BJP membantah melakukan kesalahan

Ilmuwan politik Yamini Aiyar dari Delhi berpendapat bahwa tuduhan oposisi bahwa BJP yang berkuasa menggunakan otoritas federal untuk tujuannya sendiri dapat dibenarkan. Dia mengatakan partai Modi “secara sistematis mempersenjatai” lembaga investigasi dan undang-undang di berbagai bidang seperti perpajakan, penghasutan, anti-terorisme dan pendanaan asing untuk organisasi non-pemerintah.

Dari sudut pandang Aiyar, tujuan BJP adalah “menargetkan politisi oposisi secara tidak proporsional dan mengkriminalisasi perbedaan pendapat.” Contoh drastis dari hal ini adalah “penangkapan Kejriwal, seorang tokoh oposisi populer”.

Salah satu lembaga investigasi yang mendapat kritik terkait kasus Kejriwal adalah Direktorat Penegakan Hukum (ED) India. Badan federal ini bertugas menyelidiki kejahatan kerah putih dalam skala besar.

BJP menuduh ED dan lembaga penegak hukum lainnya, yang sepenuhnya independen dari pemerintah, hanya melakukan tugasnya dalam memberantas korupsi. Partai berkuasa membantah ada agenda politik dalam kasus Kejriwal. “Ini adalah masalah antara Direktorat Penegakan dan peradilan. Investigasi diawasi oleh pengadilan dan tidak pantas untuk mengomentari tuduhan yang diajukan oleh partai oposisi,” kata juru bicara BJP Tom Vadakkan.

Sejak Narendra Modi menjabat pada tahun 2014, ED telah menjadi salah satu lembaga yang paling ditakuti di India. Direktorat Penegakan Hukum telah melakukan lebih dari 3.000 penggerebekan pencucian uang tetapi hanya menghasilkan 54 hukuman. Pihak berwenang telah menargetkan puluhan politisi oposisi. Namun, hanya sedikit politisi BJP yang menjadi sasaran lembaga penegak hukum.

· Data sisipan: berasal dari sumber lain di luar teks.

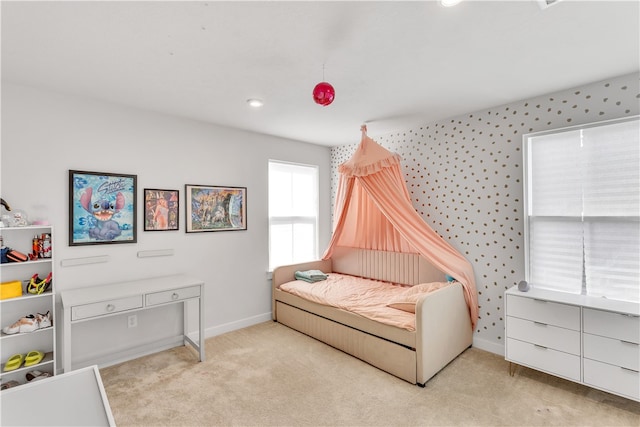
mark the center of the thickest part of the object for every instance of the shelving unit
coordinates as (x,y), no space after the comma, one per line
(12,309)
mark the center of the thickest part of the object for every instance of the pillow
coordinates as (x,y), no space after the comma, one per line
(409,298)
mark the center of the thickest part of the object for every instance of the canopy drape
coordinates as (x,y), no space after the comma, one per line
(373,210)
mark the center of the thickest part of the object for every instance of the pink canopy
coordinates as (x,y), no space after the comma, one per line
(373,211)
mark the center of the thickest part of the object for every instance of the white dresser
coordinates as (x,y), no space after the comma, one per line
(589,340)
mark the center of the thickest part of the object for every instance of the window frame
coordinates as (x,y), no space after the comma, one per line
(293,220)
(530,219)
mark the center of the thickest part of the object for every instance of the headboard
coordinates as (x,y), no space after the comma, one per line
(406,269)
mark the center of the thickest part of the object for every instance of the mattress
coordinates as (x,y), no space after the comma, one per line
(369,298)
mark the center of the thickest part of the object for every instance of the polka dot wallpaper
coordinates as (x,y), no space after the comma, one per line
(464,176)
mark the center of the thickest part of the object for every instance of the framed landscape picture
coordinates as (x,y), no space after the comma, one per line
(214,208)
(161,210)
(102,208)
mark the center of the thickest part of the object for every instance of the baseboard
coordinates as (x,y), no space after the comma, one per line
(130,353)
(489,346)
(231,326)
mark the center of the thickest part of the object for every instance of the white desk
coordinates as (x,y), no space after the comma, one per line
(86,304)
(72,399)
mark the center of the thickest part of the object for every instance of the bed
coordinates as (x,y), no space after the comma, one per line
(442,325)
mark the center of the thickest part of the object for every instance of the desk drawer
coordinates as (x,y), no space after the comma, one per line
(102,308)
(614,325)
(612,378)
(612,351)
(544,359)
(550,313)
(172,296)
(561,339)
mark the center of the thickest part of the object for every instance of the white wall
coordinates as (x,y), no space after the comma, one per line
(45,134)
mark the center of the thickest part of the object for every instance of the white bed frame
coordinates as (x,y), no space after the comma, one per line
(443,327)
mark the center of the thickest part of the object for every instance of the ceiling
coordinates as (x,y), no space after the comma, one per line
(393,64)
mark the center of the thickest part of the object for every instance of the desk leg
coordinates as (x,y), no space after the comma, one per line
(201,323)
(66,339)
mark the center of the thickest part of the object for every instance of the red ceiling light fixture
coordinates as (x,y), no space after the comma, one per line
(323,93)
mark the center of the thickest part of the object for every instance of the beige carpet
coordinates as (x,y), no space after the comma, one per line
(270,375)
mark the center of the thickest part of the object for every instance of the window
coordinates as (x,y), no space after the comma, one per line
(582,204)
(293,213)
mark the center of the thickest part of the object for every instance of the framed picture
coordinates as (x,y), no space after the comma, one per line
(160,210)
(211,208)
(102,208)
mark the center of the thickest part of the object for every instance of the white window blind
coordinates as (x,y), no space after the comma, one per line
(293,213)
(583,209)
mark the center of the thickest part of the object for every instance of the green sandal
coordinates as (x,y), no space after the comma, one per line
(33,358)
(14,362)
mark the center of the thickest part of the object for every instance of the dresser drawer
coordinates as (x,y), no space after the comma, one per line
(172,296)
(566,340)
(544,359)
(613,325)
(612,378)
(86,311)
(612,351)
(550,313)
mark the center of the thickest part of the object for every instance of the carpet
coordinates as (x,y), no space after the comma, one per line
(271,375)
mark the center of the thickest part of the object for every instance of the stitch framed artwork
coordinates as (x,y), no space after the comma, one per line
(102,208)
(161,210)
(213,208)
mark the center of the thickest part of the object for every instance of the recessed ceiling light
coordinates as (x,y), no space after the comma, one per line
(255,103)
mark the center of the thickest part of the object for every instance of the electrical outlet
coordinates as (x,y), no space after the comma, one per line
(132,321)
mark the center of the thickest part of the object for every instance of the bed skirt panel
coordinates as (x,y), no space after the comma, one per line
(386,355)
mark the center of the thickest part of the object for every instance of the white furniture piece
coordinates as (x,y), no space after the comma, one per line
(71,399)
(12,309)
(590,340)
(86,304)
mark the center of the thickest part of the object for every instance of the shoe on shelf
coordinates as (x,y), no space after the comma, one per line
(33,358)
(44,320)
(36,375)
(25,324)
(9,384)
(37,285)
(14,362)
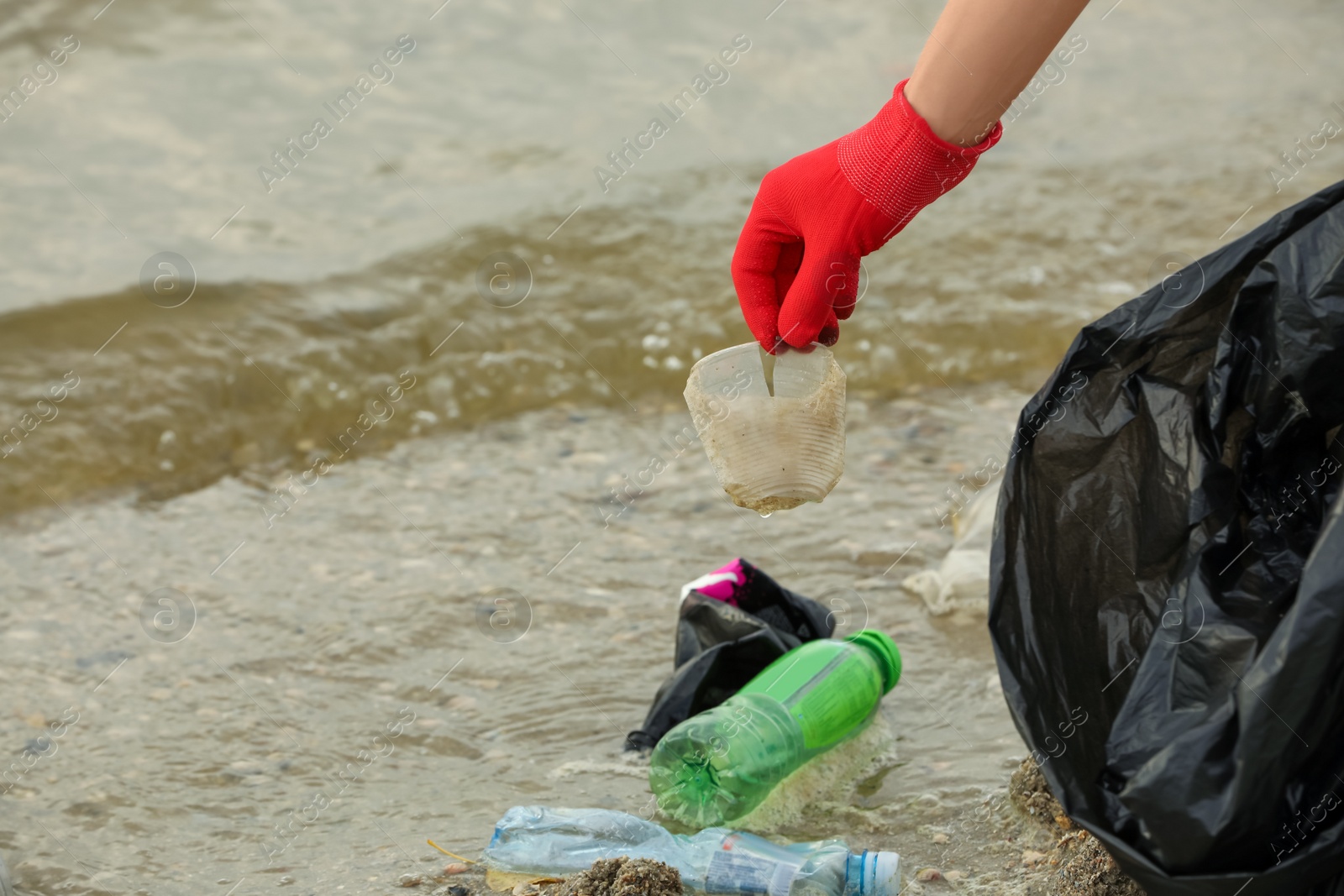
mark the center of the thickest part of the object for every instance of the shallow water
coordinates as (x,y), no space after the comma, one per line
(484,469)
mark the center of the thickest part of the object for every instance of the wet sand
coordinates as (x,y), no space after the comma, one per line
(432,636)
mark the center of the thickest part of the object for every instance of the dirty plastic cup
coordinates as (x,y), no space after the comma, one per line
(770,452)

Namun pengungkapan mengenai sumbangan perusahaan yang kontroversial, yang sebagian besar disalurkan ke BJP, secara tak terduga memberikan topik pembicaraan politik yang sangat dibutuhkan oleh blok India pada bulan lalu. Pihak oposisi berharap bisa meraih poin dalam kampanye pemilu.

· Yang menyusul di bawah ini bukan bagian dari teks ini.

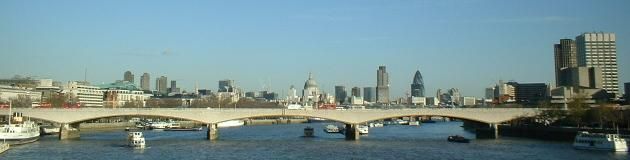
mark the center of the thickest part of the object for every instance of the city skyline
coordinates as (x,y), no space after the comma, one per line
(276,50)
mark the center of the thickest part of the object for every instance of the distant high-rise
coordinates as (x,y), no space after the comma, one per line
(356,92)
(145,81)
(417,86)
(226,85)
(382,85)
(160,85)
(340,94)
(565,56)
(369,94)
(600,50)
(128,77)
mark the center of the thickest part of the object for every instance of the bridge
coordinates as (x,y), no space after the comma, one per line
(71,118)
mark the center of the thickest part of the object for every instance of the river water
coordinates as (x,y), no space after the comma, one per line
(285,142)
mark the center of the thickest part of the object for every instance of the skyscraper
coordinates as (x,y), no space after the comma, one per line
(145,82)
(369,94)
(417,86)
(226,85)
(382,85)
(128,77)
(565,56)
(600,50)
(160,85)
(356,92)
(340,94)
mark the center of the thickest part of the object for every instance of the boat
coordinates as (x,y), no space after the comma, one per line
(184,129)
(231,123)
(363,129)
(331,129)
(136,140)
(309,132)
(375,124)
(4,147)
(49,130)
(458,139)
(600,141)
(18,130)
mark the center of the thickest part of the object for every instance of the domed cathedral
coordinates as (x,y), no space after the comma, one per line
(310,94)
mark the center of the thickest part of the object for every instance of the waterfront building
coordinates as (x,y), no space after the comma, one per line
(585,77)
(356,91)
(530,93)
(417,86)
(340,94)
(468,101)
(119,93)
(174,89)
(226,85)
(565,56)
(382,85)
(160,85)
(128,77)
(626,87)
(369,94)
(8,93)
(85,94)
(310,93)
(598,49)
(145,82)
(292,95)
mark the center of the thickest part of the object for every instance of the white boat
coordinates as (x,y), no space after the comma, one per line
(363,129)
(331,129)
(231,123)
(136,140)
(158,125)
(600,141)
(18,131)
(375,124)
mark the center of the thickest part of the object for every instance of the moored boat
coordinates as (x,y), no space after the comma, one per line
(331,129)
(600,141)
(19,131)
(136,140)
(458,139)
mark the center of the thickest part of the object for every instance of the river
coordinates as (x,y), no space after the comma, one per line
(285,142)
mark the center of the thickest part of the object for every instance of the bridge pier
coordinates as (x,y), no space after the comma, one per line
(69,131)
(352,133)
(213,131)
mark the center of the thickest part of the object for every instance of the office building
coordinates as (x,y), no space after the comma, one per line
(565,56)
(382,85)
(340,94)
(161,85)
(417,86)
(128,77)
(145,82)
(369,94)
(598,49)
(226,85)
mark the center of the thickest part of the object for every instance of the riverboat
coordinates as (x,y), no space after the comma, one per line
(600,141)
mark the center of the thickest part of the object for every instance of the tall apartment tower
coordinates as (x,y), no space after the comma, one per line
(417,86)
(598,49)
(145,82)
(369,94)
(160,85)
(565,56)
(128,77)
(382,85)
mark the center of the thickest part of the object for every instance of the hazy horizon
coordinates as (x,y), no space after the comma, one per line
(468,45)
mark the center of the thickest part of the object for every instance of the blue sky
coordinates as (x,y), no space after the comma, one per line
(455,43)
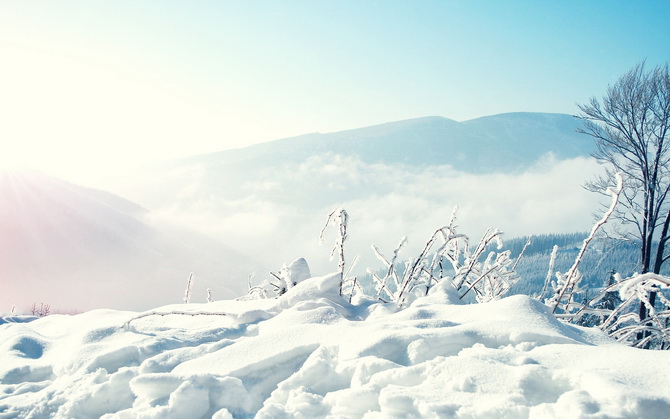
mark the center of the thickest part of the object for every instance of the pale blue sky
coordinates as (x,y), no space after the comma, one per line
(83,82)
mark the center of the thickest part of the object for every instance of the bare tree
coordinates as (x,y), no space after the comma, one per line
(630,128)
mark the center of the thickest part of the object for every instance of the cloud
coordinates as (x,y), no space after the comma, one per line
(277,215)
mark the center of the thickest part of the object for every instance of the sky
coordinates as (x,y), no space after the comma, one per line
(92,89)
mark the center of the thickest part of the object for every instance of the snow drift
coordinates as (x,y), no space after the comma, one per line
(309,353)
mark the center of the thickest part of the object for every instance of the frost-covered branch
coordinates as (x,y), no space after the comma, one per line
(189,287)
(567,283)
(340,218)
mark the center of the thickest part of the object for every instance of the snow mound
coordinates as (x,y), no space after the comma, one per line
(309,353)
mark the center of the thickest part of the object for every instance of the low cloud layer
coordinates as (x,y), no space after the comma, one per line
(277,215)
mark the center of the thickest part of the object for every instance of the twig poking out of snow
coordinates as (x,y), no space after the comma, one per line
(338,217)
(568,283)
(189,287)
(550,272)
(488,279)
(623,323)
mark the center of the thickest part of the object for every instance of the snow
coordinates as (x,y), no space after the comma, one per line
(310,353)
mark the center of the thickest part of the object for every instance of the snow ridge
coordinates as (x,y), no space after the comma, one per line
(310,353)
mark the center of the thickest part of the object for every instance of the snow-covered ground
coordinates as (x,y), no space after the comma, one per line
(311,354)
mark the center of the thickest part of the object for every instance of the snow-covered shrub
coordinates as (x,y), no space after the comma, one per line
(340,218)
(623,323)
(287,277)
(566,286)
(189,287)
(42,311)
(487,279)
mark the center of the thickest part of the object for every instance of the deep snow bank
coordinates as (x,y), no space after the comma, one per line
(311,354)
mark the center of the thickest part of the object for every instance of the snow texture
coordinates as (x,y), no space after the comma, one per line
(310,354)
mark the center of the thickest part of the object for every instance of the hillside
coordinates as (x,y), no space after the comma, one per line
(76,248)
(520,172)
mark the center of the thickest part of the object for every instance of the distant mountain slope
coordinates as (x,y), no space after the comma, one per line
(505,142)
(395,179)
(77,248)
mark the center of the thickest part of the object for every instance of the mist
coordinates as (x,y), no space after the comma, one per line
(277,216)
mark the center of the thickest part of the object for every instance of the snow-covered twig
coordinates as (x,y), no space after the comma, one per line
(571,279)
(189,287)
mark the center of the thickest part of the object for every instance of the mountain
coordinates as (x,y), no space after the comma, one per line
(505,142)
(520,172)
(77,248)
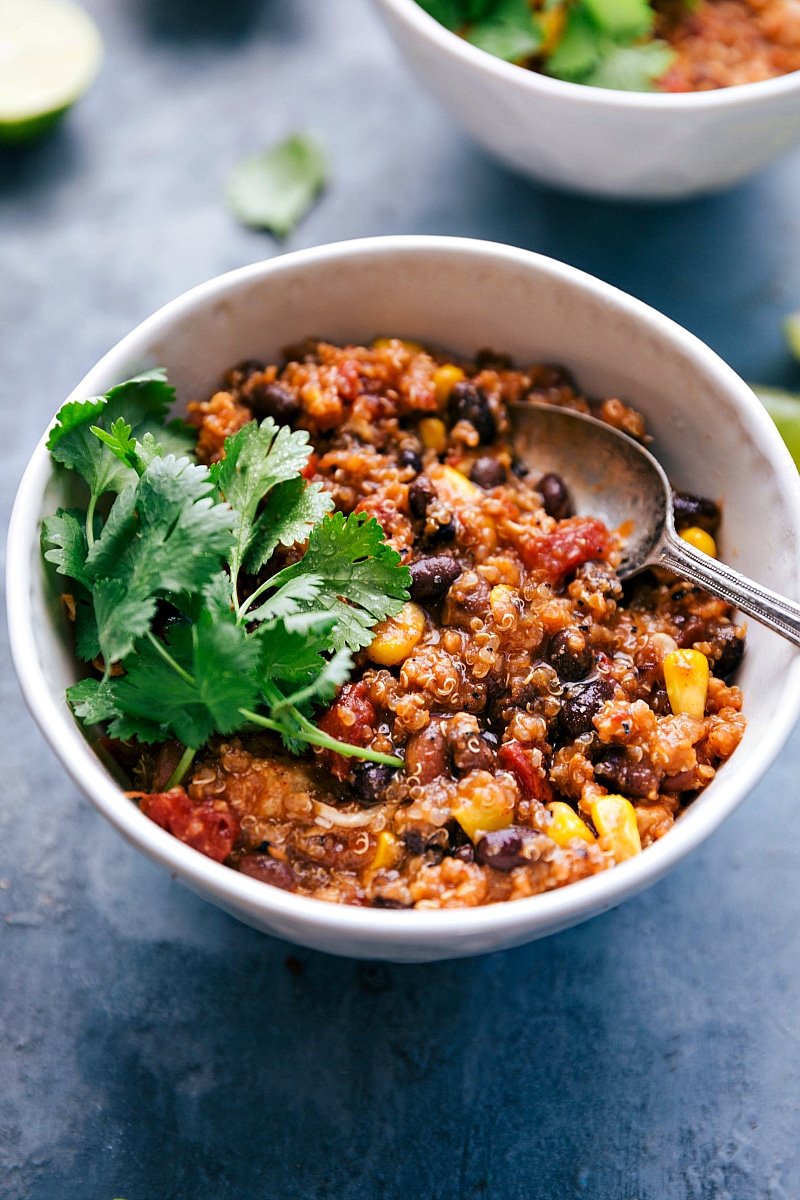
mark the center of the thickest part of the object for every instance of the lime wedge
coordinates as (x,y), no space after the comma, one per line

“BJP telah menyalahgunakan otoritas yang mereka kendalikan untuk melemahkan demokrasi dan masyarakat sipil India dengan cara yang belum pernah terjadi sebelumnya,” kata Aakar Patel, mantan ketua Amnesty International India. Amnesty terpaksa menghentikan operasinya di India pada tahun 2020 setelah pemerintah membekukan rekening bank organisasi hak asasi manusia tersebut. Dari sudut pandang Amnesty, hal ini merupakan indikasi adanya “tindakan berkelanjutan terhadap masyarakat sipil di India”.